Unprecedented urban growth in Africa's and Asia's urban areas is occuring(UN, 2014)and making evident the limits of city planning and public service delivery. The resulting peri-urban sprawl and informal settlements are liminal spaces between the city and the hinterland; heterogenous and unplanned spaces where urban growth continues unabated yet rural dimensions remain; and unregulated spaces where neither urban nor rural policies prevail (Marshall et.al., 2009). People living here experience physical ill-being, abysmal water and sanitation facilities, overcrowding, toxic exposures, unregulated employment conditions, a lack of access to, and an inability to utilize, urban health services (Hawkins, MacGregor and Oronje, 2014).

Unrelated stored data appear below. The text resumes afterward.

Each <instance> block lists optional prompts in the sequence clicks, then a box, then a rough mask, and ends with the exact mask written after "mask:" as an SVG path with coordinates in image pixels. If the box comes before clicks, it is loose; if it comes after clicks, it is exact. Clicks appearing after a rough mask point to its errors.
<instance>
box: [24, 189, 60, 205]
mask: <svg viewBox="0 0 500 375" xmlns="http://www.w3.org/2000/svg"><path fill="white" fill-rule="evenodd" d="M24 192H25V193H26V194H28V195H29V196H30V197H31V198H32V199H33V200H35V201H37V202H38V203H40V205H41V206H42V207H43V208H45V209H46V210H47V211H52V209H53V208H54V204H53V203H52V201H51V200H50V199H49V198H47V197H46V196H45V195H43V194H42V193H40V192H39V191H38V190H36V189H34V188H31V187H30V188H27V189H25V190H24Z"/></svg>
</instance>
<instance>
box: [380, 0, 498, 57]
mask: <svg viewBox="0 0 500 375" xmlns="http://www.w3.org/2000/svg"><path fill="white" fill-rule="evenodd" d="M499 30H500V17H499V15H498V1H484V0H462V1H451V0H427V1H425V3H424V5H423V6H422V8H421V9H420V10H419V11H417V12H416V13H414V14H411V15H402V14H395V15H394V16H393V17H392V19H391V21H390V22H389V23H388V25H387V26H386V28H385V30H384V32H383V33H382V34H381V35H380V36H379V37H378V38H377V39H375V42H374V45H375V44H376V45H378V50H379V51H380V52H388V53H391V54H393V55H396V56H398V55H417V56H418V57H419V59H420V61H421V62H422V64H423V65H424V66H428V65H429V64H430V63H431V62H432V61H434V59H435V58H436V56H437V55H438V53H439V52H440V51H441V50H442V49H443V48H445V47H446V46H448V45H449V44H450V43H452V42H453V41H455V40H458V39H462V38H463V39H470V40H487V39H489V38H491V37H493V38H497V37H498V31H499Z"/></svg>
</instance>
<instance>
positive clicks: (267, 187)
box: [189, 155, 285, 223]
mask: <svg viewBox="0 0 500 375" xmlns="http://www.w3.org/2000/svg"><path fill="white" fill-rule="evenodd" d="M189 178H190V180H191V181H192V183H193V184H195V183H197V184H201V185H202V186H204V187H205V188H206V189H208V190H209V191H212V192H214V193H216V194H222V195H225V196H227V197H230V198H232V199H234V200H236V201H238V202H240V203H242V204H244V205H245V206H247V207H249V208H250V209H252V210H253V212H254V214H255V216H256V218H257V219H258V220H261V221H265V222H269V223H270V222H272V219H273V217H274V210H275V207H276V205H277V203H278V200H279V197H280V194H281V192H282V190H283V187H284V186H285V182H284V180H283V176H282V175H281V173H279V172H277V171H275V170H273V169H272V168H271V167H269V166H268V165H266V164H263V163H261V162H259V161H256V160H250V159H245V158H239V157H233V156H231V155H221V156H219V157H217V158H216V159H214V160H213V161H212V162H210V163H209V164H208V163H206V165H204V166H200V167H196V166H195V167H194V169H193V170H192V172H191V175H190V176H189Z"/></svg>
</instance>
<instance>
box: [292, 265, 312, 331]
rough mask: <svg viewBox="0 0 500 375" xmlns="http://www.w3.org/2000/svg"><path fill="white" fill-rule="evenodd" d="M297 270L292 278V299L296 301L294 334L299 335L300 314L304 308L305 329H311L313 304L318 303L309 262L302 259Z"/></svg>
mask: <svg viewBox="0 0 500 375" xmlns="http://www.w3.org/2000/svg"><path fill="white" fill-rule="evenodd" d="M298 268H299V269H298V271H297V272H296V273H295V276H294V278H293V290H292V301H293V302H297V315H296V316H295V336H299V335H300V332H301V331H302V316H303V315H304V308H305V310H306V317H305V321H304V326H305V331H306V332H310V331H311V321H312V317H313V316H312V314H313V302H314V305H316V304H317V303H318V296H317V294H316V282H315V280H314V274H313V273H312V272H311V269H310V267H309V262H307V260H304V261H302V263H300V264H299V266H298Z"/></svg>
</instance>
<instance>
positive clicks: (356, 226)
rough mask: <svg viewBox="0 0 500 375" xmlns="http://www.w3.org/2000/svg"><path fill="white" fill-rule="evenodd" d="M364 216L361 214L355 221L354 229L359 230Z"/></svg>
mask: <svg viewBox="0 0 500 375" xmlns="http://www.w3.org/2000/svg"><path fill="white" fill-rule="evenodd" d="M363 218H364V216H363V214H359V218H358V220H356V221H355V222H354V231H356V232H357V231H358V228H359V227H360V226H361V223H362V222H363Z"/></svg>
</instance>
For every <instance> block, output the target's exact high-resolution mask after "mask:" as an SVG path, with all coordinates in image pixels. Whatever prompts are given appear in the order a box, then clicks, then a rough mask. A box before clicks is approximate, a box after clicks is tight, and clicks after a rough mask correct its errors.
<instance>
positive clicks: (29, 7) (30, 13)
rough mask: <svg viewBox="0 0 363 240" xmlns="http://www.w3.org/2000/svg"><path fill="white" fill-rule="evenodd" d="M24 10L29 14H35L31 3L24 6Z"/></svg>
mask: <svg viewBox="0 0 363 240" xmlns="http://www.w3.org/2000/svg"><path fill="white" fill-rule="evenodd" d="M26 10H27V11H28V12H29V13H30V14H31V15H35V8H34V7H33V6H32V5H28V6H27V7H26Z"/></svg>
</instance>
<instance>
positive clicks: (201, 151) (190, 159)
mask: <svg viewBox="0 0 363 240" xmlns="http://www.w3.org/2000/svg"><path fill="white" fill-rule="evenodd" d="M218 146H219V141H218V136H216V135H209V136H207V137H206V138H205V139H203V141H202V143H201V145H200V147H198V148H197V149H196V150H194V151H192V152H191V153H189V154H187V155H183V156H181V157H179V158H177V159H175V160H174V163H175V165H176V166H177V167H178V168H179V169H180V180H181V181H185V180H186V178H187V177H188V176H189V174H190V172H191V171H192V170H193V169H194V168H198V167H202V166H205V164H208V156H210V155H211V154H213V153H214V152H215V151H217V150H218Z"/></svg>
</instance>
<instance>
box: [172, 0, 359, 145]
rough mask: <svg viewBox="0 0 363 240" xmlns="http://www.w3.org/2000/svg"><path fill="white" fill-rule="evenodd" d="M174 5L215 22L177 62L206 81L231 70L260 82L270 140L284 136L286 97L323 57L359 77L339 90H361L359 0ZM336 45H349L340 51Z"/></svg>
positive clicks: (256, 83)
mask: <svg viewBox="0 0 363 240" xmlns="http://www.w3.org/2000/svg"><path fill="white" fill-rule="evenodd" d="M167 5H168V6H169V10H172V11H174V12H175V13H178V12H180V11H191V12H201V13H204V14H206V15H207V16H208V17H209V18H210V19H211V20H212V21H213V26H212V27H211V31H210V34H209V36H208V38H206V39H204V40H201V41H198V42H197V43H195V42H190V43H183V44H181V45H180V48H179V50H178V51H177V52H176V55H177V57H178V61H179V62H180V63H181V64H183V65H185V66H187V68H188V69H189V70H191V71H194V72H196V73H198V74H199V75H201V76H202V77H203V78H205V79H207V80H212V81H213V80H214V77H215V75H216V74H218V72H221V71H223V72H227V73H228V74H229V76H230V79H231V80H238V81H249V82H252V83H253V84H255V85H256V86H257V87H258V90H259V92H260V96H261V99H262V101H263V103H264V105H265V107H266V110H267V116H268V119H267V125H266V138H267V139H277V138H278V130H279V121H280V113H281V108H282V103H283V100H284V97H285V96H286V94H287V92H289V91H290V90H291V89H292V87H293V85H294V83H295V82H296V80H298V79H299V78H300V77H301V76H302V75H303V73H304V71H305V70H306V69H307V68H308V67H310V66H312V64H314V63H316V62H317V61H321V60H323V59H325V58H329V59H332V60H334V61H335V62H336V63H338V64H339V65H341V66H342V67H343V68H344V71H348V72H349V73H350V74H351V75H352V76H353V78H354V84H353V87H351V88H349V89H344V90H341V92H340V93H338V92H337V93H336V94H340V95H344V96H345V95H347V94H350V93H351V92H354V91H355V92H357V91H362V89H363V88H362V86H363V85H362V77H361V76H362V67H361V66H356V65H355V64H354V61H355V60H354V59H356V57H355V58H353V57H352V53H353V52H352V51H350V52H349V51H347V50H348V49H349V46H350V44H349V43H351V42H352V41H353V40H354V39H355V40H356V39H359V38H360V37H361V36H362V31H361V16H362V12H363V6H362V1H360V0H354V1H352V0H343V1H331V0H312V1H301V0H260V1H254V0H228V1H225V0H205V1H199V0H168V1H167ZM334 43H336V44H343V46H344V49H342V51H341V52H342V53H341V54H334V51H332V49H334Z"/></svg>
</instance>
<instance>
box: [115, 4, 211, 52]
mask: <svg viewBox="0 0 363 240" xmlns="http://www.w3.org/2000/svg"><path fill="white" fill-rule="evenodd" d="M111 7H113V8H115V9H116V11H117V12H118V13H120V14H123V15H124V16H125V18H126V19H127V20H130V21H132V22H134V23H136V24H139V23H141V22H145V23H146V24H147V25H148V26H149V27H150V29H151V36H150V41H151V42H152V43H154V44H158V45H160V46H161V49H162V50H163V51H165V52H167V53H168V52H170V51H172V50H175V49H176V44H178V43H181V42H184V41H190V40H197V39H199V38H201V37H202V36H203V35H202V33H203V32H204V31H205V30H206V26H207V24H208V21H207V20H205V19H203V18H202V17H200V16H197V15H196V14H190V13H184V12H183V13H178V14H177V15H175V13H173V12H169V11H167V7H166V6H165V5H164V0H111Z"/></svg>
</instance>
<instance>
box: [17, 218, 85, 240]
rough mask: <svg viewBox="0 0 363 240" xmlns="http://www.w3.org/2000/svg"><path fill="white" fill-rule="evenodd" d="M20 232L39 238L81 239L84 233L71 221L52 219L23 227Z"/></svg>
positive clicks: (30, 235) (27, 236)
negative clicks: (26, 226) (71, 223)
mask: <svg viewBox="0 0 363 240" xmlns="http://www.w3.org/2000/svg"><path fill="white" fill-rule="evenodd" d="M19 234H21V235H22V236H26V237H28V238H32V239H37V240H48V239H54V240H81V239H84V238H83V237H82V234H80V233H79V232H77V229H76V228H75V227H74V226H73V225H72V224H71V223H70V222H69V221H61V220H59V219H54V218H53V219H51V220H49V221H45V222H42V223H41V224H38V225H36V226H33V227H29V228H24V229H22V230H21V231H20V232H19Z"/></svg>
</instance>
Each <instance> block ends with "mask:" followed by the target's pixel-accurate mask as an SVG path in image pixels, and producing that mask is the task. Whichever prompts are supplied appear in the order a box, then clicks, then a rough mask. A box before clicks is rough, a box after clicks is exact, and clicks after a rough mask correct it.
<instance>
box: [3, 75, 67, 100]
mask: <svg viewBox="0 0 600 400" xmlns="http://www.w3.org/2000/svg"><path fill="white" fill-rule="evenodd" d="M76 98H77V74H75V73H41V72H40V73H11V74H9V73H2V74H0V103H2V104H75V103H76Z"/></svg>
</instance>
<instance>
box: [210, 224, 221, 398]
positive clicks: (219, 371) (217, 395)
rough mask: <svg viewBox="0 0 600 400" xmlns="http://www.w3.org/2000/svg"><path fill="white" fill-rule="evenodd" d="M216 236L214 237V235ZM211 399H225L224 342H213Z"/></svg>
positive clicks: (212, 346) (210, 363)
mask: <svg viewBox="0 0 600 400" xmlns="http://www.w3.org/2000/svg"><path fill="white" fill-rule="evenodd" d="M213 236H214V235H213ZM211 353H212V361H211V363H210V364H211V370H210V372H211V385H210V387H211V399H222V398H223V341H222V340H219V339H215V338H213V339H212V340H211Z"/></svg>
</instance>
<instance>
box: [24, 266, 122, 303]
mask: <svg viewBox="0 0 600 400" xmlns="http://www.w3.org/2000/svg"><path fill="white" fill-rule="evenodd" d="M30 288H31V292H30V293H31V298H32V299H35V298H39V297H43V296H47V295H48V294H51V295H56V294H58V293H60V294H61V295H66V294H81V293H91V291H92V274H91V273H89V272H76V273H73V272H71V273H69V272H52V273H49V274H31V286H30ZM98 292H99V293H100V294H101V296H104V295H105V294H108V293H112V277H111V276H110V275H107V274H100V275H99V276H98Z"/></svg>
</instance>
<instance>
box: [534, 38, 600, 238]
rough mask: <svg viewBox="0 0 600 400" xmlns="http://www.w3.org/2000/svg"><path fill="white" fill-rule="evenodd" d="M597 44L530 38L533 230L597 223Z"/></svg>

There is increasing recognition of the health, environment and urbanisation intersections and growing academic and policy recognition of the peri-urban as critical for development (Dupont, 2007; Narain et.al, 2013), yet little anthropological research detailing health inequity in rapidly-urbanising cities. This session explores the equity, emic, and emotive aspects of urbanization and health, asking about health system exclusions. How do peri-urban residents engage in health seeking? What are the coping mechanisms for ill-health in informal settlements? What shapes women's experiences of health and how are socio-cultural norms, such as restrictions on women's movements, negotiated in relation to urban health seeking? What are residents health concerns? Does peri-urban residence reinforce health inequity? What policies and interventions enable poor urban communities to address sexual and reproductive health needs or to tackle health conditions, and with what effect?